Modern wood boomerangs are mainly made using 5 layer plywood and once the shape is cut with a jigsaw or similar machine, the airfoil is carved onto the upper surface this can be done with files or modern machinery including belt sanders or drum sanders and even routers for mass production. Some boomerangs are also being made with acrylic materials for sporting purposes.

boomerang by vivek montors
                                                    Boomerang

 

Today, boomerangs are mostly used for recreation. There are different types of throwing contests: accuracy of return; Aussie round; trick catch; maximum time aloft; fast catch; and endurance (see below). The modern sport boomerang (often referred to as a ‘boom’ or ‘rang’) is made of Finnish birch plywood, hardwood, plastic or composite materials and comes in many different shapes and colours. Most sport boomerangs typically weigh less than 100 grams. with MTA boomerangs (boomerangs used for the maximum-time-aloft event) often under 25 grams.

Boomerangs have also been suggested as an alternative to clay pigeons in shotgun sports, where the flight of the boomerang better mimics the flight of a bird offering a more challenging target

The modern boomerang is often computer-aided and designed with precision airfoils.

The number of “wings” is often more than 2 as more lift is provided by 3 or 4 wings than by 2.

In 1992, German astronaut Ulf Merbold performed an experiment aboard Spacelab that established that boomerangs function in zero gravity as they do on Earth. French Astronaut Jean-François Clervoy aboard Mir repeated this in 1997. In 2008, Japanese astronaut Takao Doi again repeated the experiment on board the International Space Station.

Beginning in the later part of the twentieth century, there has been a bloom in the independent creation of unusually designed art boomerangs. These often have little or no resemblance to the traditional historical ones and on first sight some of these objects may not look like boomerangs at all. The use of modern thin plywoods and synthetic plastics have greatly contributed to their success. Designs are very diverse and can range from animal inspired forms, humorous themes, complex calligraphic and symbolic shapes, to the purely abstract. Painted surfaces are similarly richly diverse. Some boomerangs made primarily as art objects do not have the required aerodynamic properties to return.
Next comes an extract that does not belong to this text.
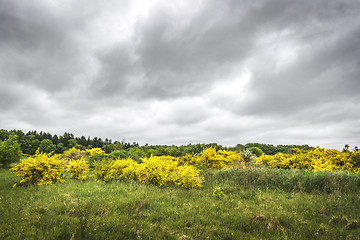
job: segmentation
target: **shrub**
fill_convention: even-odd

Modern boomerangs used for sport may be made from plywood or plastics such as ABS, polypropylene, phenolic paper, or carbon fibre-reinforced plastics. Boomerangs come in many shapes and sizes depending on their geographic or tribal origins and intended function.

Modern Boomerang
                                      Modern Boomerang

Many people think of a boomerang as the Australian type, although today there are many types of more easily usable boomerangs, such as the cross-stick, the pinwheel, the tumble-stick, the Boomabird, and many other less common types.